Prices arise in exchange transactions and this implies some kind of market. This need not, necessarily, be a fixed location – a building, or a market place. We are all familiar with the open and covered markets in the centres of our towns, but in the modern world the word “market” has a much wider meaning. Any effective arrangement for bringing buyers and sellers into contact with one another is defined as a market. The small ad. columns of the local newspaper provide a very efficient market for second-hand cars. Face to face contact between buyers and sellers is not a requirement for a market to be able to operate efficiently. In the foreign exchange market, buyers and sellers are separated by thousands of miles, but the knowledge of what is happening in the market is just as complete, and the ease of dealing is just as effective as if the participants were in the same room.

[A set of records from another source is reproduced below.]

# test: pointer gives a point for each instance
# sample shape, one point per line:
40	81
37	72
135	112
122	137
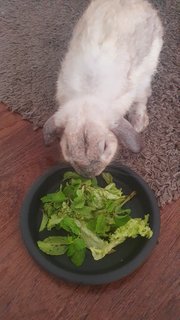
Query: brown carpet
33	39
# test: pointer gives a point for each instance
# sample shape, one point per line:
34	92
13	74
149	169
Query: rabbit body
105	75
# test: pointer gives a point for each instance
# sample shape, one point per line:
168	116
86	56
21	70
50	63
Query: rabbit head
89	145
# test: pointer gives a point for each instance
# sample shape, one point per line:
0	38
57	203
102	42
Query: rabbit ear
51	130
124	132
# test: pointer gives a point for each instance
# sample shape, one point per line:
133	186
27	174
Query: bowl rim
70	276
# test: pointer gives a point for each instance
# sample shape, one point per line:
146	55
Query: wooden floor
29	293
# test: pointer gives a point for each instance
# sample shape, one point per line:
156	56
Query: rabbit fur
104	83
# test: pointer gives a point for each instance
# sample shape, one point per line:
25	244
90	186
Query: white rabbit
106	75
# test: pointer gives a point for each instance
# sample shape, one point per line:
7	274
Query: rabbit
104	83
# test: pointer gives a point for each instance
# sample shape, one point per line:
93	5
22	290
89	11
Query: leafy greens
90	216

For some commodities, notably fresh fruit and vegetables, the traditional market is still the normal arrangement, but for most goods the market is a national one. Most consumer goods, in developed countries, are bought, and sold on a countrywide basis. For other commodities the market is world-wide. This is particularly true of the more important primary products such as rubber, tin, copper, and oil, and of the basic foodstuffs such as meat, wheat, sugar, tea, and coffee. Most of the products of advanced technology also have world markets, for example, computers, aeroplanes, ships, and motor cars.
The price of any economic good, under market conditions such as we find in the capitalist world, is determined by the forces of supply acting through the sellers and the forces of demand acting through the buyers, determine the market price.